Nelle scorse ore Sinead O'Connor aveva messo in allarme il mondo intero annunciando su Twitter l'improvvisa scomparsa del figlio Shane. 14 anni, il ragazzo risultava disperso da venerdì sera, tanto che la madre si è sentita di fare un appello ai suoi follower, chiedendo a chiunque lo avvistasse di darne notizia. La drammatica storia alla "Chi l'ha visto?" si è fortunatamente risolta positivamente. Sempre sul suo profilo Twitter, che porta il nome Shuhada’ Sadaqat dopo la conversione all'Islam, la cantante irlandese ha scritto: "Shane è stato ritrovato sano e salvo. Alhamdulillah ("Lode a Dio", in arabo)".
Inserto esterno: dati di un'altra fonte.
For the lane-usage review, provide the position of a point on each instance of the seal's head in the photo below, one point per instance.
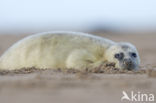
(124, 55)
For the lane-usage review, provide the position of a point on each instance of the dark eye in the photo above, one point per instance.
(119, 55)
(134, 55)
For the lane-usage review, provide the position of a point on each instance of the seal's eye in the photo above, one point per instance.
(119, 56)
(134, 55)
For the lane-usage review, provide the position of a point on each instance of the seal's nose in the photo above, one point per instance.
(127, 61)
(128, 64)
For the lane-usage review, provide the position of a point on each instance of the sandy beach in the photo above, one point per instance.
(67, 87)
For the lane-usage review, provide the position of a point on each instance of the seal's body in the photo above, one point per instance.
(68, 50)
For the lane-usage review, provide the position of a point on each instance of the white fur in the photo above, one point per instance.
(57, 50)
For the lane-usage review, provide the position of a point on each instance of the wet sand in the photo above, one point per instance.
(56, 86)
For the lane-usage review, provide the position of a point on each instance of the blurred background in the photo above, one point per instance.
(32, 16)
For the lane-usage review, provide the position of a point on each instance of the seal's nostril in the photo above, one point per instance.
(127, 61)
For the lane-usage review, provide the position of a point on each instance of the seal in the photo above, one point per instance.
(68, 50)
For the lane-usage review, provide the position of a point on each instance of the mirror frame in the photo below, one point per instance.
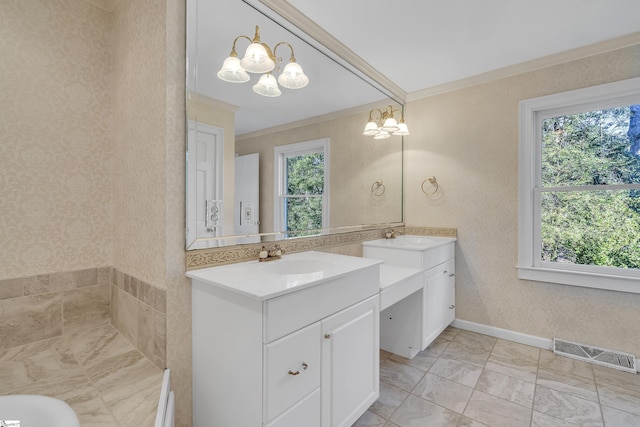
(298, 24)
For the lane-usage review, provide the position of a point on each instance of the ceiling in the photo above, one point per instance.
(412, 45)
(419, 44)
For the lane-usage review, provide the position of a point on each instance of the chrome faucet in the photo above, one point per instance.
(271, 253)
(391, 234)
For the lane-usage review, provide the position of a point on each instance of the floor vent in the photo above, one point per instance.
(599, 356)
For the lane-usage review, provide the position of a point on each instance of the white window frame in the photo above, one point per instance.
(532, 113)
(281, 153)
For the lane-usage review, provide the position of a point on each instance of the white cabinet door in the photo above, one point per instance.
(436, 301)
(350, 363)
(450, 314)
(291, 371)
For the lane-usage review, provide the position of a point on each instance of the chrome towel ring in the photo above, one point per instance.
(379, 186)
(434, 182)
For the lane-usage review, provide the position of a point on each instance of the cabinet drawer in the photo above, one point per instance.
(305, 413)
(290, 312)
(291, 370)
(422, 259)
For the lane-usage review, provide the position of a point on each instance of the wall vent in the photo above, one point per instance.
(599, 356)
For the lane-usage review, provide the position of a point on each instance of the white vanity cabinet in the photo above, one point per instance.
(435, 256)
(439, 300)
(297, 348)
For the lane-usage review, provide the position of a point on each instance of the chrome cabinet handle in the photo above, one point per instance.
(301, 368)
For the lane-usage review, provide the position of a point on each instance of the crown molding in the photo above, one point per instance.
(332, 47)
(528, 66)
(364, 109)
(108, 5)
(203, 99)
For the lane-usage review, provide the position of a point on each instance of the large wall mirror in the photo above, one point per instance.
(267, 168)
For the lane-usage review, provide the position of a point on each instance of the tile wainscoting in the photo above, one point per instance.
(45, 306)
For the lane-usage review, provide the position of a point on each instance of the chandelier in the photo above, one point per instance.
(259, 58)
(385, 124)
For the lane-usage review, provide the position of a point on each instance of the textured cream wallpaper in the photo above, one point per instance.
(55, 181)
(357, 161)
(468, 139)
(139, 172)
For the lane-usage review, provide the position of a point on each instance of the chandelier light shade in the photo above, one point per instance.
(256, 59)
(232, 71)
(385, 124)
(259, 58)
(267, 86)
(292, 77)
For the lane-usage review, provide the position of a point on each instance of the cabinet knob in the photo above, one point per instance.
(301, 368)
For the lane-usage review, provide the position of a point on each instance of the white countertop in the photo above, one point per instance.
(265, 280)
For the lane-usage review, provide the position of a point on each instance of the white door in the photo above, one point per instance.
(350, 363)
(204, 168)
(247, 197)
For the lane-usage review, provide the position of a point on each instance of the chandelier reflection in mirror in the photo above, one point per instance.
(260, 59)
(385, 124)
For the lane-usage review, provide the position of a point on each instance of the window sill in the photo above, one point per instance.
(581, 278)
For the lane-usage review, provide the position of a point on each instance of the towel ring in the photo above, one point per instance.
(378, 184)
(432, 180)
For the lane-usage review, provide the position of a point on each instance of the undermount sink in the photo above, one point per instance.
(37, 411)
(293, 272)
(297, 266)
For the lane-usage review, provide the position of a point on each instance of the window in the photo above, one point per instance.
(579, 187)
(301, 204)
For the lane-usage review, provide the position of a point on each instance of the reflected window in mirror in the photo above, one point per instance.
(301, 199)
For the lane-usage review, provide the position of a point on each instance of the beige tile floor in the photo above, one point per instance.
(469, 379)
(106, 380)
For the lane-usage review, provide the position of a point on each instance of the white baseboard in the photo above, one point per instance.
(509, 335)
(505, 334)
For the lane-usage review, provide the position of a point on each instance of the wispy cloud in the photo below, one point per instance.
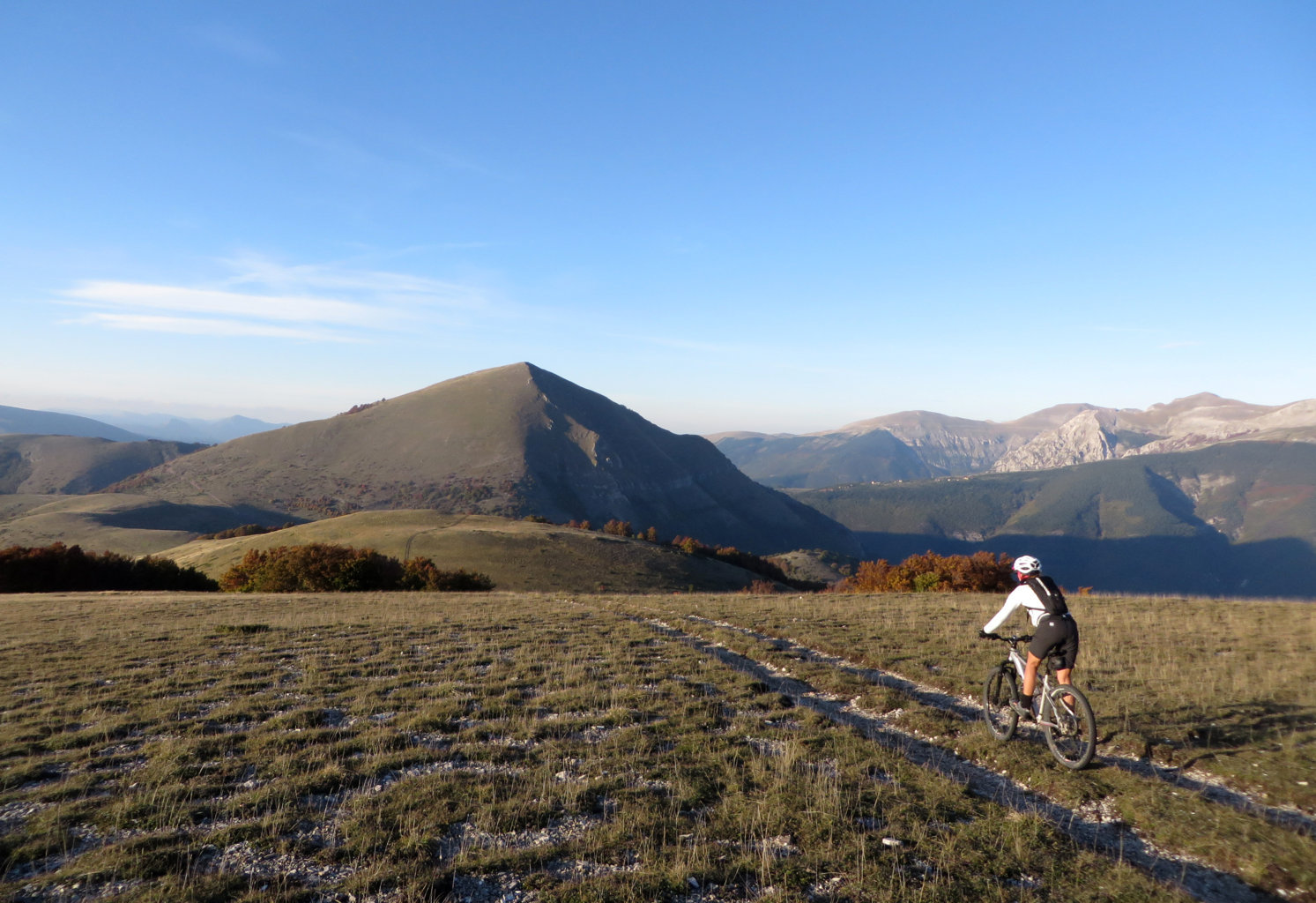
(207, 326)
(232, 304)
(267, 299)
(238, 45)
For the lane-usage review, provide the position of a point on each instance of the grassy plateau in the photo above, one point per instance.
(554, 747)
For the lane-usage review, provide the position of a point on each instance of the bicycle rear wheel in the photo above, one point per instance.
(1070, 728)
(999, 691)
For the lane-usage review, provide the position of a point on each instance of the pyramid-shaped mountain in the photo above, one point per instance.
(512, 441)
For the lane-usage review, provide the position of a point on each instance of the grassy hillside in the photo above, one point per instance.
(419, 747)
(74, 464)
(509, 441)
(128, 524)
(817, 461)
(517, 555)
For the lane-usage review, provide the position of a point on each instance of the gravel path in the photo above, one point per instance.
(1087, 828)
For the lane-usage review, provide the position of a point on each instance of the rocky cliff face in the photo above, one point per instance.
(1054, 437)
(1074, 443)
L'annuncio della scomparsa

L'allarme era stato lanciato dalla O'Connor il 20 gennaio: “Questo è mio figlio 14enne. Manca da venerdì scorso. È stato visto per l’ultima volta a Wicklow [in Irlanda, ndr] alle 19.42 di domenica. Presumibilmente, era verso la casa di qualcuno chiamato Orlando. Se lo vedete o è da voi, contattate la polizia di Dundrum o Wicklow". Il ragazzo è nato dalla relazione con Donal Lunny. La cantante è stata sposata quattro volte e ha altri tre figli: il primogenito Jake è nato dal primo marito John Reynolds, la seconda Roisin è frutto della storia con John Waters,mentre il più giovane Yeshua Francis Neil è nato da Frank Bonadio. Gli altri tre mariti sono stati Nick Sommerlad, Steve Cooney e Barry Herridge. È inoltre nonna di un bambino, figlio di Jake.

La conversione all'Islam

Nell'ottobre 2018, la O'Connor ha annunciato di essersi convertita all'Islam, ennesimo tassello di un percorso costellato di scelte curiose. Nata Sinéad Marie Bernadette O'Connor, la cantante 52enne aveva già cambiato nome all'anagrafe nel 2017, scegliendo di farsi chiamare Magda Davitt. Inattesa l'adesione alla religione musulmana, per lei che in passato era stata ordinata prete da un movimento cattolico indipendente: ora il suo nome è Shuhada’ Davitt.